【幌加内】4年前に倒壊し昨年から再建工事が行われてきた、戦時中の朝鮮半島出身犠牲者の歴史を伝える「笹(ささ)の墓標展示館」(上川管内幌加内町朱鞠内)の上棟式が7日、行われた。

 同館は、朝鮮半島出身者が戦前や戦中に道内の工事現場などに動員され、過酷な労働で犠牲になった歴史を残すため、1995年に旧光顕寺を展示館にして開館した。旧深名線や幌加内町の雨竜ダムの建設工事で亡くなった労働者の遺品を展示し、日韓の学生らが交流する場となってきたが、2020年1月に雪の重みなどで倒壊した。

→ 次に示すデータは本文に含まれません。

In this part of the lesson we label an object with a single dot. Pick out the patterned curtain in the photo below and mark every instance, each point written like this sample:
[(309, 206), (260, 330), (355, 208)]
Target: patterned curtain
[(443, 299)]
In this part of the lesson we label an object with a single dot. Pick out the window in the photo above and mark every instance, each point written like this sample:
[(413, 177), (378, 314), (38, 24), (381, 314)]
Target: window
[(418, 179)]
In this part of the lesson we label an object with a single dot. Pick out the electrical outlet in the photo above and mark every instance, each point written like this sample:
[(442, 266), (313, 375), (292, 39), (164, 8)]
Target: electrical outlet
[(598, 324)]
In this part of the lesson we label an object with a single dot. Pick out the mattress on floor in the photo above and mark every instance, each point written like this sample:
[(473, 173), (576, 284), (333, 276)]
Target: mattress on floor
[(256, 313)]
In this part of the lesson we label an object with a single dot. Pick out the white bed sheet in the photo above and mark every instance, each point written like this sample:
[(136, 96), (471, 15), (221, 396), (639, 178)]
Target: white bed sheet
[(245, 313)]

 同館を管理していたNPO法人「東アジア市民ネットワーク」の殿平善彦代表(深川)らの実行委が再建資金を募り、国内外から約5400万円を集めた。新館は鉄骨造り平屋で床面積は約140平方メートル。約50平方メートルの展示室を設ける。9月に完成予定。

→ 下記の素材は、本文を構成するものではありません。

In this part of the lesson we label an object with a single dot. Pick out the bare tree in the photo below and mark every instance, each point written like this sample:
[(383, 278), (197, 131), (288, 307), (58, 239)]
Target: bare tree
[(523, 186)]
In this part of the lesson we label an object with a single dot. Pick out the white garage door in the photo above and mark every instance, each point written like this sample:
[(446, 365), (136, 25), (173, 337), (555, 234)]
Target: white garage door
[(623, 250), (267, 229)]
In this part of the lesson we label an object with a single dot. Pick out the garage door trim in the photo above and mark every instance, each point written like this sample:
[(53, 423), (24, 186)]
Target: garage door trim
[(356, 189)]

 上棟式には、実行委や支援者、細川雅弘幌加内町長ら約20人が出席した。殿平代表は、日韓の若者らが労働者の遺骨を共同で発掘した経緯などに触れ「若い人たちがつながっていく大事な場をもう一度つくりたいという思いに、応えてくれた人たちの願いがこもっている」とあいさつした。